Przerwała milczenie na temat byłego męża. Teraz już nie chce tego ukrywać
Katarzyna Bosacka otwarcie opowiada o swojej relacji z byłym mężem Marcinem Bosackim. Choć ich małżeństwo zakończyło się rozwodem, dziennikarka podkreśla, że dziś nie ma między nimi nienawiści ani wzajemnych pretensji. Wszystko odbywa się „z klasą” — zwłaszcza ze względu na dobro dzieci.

W poruszającym wywiadzie Katarzyna Bosacka opowiada o relacjach z byłym mężem Marcinem Bosackim. Twierdzi, że ich kontakt jest poprawny, bez wzajemnych pretensji. Ujawnia kulisy rozstania i zdradza, jak wygląda jej nowe życie u boku nowego partnera.
Katarzyna Bosacka i rozwód z Marcinem Bosackim
W sierpniu 2023 roku media poinformowały o rozpadzie małżeństwa Katarzyny i Marcina Bosackich. Jak ujawnia dziennikarka, rozwód został sfinalizowany kilka miesięcy później — w marcu 2024 roku. Dla Katarzyny Bosackiej była to ogromna zmiana, która odbiła się na jej zdrowiu i psychice.

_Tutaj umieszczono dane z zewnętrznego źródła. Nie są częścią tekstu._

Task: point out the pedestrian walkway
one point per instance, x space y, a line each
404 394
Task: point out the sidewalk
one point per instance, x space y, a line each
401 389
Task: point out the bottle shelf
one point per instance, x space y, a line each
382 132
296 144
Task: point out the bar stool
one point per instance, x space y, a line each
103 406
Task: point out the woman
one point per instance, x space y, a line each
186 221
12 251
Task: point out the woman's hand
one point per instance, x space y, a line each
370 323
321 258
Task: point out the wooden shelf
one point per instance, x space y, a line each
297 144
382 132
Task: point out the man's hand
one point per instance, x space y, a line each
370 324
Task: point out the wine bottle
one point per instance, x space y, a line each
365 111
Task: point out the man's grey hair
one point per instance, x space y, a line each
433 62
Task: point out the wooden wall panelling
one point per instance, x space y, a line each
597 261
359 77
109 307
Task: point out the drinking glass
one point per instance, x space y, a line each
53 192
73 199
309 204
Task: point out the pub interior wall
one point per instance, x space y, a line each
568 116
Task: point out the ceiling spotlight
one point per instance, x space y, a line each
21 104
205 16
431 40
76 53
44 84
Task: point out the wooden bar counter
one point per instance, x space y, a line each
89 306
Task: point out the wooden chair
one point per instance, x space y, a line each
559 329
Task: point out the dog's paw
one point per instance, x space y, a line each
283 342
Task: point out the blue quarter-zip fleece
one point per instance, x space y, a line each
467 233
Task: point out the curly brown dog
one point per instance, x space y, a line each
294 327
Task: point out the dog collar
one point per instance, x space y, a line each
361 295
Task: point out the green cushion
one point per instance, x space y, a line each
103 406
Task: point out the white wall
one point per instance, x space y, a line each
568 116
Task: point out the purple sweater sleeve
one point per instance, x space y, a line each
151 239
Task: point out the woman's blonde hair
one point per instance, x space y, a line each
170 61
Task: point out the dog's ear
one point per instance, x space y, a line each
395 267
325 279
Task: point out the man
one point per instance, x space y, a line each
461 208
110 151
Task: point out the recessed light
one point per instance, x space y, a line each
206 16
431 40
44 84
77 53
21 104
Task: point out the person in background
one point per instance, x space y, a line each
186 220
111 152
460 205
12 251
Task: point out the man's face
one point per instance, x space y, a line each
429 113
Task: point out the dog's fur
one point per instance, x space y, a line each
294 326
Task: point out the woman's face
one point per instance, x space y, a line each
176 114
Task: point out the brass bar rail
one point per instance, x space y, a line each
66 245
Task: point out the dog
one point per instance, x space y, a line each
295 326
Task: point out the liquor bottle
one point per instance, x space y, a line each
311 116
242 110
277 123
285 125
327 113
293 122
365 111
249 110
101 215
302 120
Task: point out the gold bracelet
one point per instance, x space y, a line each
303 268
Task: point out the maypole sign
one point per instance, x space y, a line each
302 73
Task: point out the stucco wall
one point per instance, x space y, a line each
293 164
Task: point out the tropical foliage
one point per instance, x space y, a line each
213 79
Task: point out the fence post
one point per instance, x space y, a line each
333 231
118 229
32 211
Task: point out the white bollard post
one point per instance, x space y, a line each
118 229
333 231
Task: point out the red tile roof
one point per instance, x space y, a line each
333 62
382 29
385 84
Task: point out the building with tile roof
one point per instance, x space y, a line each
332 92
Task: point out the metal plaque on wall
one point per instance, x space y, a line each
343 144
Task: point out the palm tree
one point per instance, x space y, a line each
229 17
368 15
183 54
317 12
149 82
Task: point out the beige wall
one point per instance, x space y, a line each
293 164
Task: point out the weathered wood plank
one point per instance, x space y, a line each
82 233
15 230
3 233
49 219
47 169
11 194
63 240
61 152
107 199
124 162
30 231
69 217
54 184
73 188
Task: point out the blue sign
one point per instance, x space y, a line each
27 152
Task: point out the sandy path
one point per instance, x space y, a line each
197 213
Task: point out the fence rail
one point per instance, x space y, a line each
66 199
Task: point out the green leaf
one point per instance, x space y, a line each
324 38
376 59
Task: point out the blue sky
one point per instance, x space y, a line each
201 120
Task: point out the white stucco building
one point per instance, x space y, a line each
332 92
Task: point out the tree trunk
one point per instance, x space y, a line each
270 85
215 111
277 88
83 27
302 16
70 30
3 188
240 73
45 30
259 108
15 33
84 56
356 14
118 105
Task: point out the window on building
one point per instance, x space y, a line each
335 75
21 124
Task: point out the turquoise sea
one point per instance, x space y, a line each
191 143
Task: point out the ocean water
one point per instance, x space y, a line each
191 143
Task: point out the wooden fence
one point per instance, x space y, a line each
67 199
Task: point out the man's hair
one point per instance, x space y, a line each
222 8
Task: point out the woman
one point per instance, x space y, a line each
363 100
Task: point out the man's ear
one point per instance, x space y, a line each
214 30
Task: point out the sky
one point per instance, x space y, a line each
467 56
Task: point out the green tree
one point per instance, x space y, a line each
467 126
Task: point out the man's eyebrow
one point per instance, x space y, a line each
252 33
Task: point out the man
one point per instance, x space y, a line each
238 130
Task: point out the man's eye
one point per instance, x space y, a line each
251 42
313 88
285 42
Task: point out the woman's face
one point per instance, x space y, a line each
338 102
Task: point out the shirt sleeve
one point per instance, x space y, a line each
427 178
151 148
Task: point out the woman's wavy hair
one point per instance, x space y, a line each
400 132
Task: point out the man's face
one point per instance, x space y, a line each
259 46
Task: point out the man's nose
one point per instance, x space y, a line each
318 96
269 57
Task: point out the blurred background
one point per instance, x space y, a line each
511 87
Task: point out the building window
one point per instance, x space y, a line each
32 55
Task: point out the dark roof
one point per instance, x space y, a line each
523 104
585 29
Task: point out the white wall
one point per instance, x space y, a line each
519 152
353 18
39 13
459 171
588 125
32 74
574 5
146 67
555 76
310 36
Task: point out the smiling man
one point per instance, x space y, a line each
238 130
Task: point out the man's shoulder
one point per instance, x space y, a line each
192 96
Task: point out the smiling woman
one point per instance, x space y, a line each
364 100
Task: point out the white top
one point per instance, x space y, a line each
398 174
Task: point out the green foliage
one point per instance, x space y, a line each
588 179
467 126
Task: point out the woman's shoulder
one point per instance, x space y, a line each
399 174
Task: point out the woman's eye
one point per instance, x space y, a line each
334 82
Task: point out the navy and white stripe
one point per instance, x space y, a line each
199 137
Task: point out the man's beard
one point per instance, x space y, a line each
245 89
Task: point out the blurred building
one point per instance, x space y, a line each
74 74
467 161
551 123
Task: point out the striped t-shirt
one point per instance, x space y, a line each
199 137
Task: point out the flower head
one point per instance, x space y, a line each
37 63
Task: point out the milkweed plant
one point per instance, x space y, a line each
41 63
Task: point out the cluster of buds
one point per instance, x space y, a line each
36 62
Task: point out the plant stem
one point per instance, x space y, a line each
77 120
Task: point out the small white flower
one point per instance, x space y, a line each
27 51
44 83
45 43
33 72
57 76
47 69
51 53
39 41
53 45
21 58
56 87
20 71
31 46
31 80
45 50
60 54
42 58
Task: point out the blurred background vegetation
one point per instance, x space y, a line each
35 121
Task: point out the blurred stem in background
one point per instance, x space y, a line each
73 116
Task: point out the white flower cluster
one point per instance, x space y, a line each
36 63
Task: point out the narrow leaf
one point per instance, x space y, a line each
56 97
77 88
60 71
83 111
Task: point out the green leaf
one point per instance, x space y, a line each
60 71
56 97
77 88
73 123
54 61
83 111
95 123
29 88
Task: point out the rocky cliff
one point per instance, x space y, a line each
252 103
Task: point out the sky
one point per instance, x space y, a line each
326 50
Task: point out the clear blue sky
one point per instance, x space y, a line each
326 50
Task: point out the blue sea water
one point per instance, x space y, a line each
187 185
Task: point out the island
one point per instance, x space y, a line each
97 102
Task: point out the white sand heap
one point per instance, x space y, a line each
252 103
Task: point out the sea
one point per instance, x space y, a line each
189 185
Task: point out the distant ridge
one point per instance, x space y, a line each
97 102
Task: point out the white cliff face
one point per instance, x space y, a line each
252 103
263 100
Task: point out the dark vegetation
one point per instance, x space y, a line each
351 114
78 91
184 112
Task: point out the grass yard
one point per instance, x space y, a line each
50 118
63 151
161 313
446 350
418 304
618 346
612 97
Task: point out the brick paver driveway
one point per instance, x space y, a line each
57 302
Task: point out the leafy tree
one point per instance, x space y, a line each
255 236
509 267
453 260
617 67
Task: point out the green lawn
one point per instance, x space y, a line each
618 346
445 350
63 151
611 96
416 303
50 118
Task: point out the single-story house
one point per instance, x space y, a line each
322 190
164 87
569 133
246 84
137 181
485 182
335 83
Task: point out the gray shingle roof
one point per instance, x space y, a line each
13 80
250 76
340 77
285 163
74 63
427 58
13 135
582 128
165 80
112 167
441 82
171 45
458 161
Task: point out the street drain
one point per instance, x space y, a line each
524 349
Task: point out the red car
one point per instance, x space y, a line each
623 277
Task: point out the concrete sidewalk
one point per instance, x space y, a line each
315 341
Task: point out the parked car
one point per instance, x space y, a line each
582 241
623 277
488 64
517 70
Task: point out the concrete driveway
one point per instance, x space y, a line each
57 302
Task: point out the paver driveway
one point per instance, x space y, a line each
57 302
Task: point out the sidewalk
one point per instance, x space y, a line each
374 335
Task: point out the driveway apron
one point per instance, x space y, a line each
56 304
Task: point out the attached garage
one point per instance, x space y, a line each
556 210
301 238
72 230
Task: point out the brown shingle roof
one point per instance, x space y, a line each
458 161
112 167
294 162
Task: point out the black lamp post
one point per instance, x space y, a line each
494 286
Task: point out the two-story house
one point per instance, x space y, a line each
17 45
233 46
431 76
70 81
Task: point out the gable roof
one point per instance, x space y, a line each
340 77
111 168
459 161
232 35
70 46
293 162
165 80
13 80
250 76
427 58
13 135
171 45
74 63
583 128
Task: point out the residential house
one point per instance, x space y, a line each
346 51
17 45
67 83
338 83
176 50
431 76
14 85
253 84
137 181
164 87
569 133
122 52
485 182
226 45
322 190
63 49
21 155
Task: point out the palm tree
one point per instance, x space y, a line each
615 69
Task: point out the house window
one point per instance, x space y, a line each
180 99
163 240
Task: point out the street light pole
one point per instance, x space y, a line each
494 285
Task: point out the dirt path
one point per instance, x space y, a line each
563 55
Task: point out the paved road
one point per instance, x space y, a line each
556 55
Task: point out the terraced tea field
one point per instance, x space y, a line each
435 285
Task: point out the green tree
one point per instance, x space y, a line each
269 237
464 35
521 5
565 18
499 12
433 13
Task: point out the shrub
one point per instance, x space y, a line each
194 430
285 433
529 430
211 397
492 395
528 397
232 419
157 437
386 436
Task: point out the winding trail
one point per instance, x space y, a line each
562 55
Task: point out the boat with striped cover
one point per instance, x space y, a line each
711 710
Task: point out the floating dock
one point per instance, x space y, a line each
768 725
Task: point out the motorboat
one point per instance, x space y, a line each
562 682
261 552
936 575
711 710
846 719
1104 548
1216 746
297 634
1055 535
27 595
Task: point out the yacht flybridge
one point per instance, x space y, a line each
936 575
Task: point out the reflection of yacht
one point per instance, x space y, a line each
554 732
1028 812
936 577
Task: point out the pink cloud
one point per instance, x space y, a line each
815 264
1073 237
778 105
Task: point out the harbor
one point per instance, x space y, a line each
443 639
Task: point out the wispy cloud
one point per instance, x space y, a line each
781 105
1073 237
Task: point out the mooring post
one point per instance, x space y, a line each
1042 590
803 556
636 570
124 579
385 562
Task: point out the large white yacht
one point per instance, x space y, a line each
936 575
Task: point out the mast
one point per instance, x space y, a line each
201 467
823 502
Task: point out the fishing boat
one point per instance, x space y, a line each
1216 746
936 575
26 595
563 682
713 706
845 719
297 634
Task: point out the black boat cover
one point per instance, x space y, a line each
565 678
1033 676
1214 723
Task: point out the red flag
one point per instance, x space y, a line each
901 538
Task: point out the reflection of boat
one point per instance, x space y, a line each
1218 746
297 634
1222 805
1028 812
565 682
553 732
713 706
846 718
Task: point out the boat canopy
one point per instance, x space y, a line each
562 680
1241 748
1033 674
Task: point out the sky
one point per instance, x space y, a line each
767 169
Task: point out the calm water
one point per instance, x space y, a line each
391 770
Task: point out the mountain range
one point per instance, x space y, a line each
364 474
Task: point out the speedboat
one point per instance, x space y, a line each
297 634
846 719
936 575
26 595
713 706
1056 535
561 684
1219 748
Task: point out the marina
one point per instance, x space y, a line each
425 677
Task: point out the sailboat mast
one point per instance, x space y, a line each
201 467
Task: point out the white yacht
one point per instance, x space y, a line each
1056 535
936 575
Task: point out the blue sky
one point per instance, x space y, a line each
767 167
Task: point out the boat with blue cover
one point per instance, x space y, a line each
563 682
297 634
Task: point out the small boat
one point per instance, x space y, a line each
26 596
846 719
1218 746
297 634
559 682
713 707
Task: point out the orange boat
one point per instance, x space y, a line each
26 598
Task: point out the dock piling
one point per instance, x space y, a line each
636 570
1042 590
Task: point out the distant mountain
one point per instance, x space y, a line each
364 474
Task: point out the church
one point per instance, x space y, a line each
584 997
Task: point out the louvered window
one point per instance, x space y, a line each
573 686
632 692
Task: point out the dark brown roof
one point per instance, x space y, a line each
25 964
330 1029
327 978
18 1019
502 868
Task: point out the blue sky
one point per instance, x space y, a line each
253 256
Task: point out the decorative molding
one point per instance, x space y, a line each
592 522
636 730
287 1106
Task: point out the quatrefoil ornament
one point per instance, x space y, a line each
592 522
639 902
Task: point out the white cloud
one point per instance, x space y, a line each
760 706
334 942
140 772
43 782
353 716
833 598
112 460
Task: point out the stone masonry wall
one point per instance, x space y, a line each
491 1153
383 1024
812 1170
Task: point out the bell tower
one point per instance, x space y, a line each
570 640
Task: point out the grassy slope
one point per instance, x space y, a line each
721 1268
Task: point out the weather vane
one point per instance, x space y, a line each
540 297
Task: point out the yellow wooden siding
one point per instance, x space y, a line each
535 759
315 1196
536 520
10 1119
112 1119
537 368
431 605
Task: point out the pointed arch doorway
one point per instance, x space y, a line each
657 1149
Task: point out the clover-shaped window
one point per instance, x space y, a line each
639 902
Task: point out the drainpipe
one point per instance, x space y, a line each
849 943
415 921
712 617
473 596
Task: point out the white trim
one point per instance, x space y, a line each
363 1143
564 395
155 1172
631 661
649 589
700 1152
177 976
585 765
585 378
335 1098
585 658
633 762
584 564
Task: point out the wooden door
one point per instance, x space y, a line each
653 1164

W wyniku stresu związanego z rozwodem schudła 14 kilogramów.
Rozpad wieloletniego związku to dla niej nie tylko formalność, ale emocjonalna rewolucja. Mimo trudnego czasu Bosacka zdecydowała się na otwartość i szczerość, mówiąc publicznie o swoich przeżyciach oraz próbie zachowania godności i klasy w relacjach z byłym mężem.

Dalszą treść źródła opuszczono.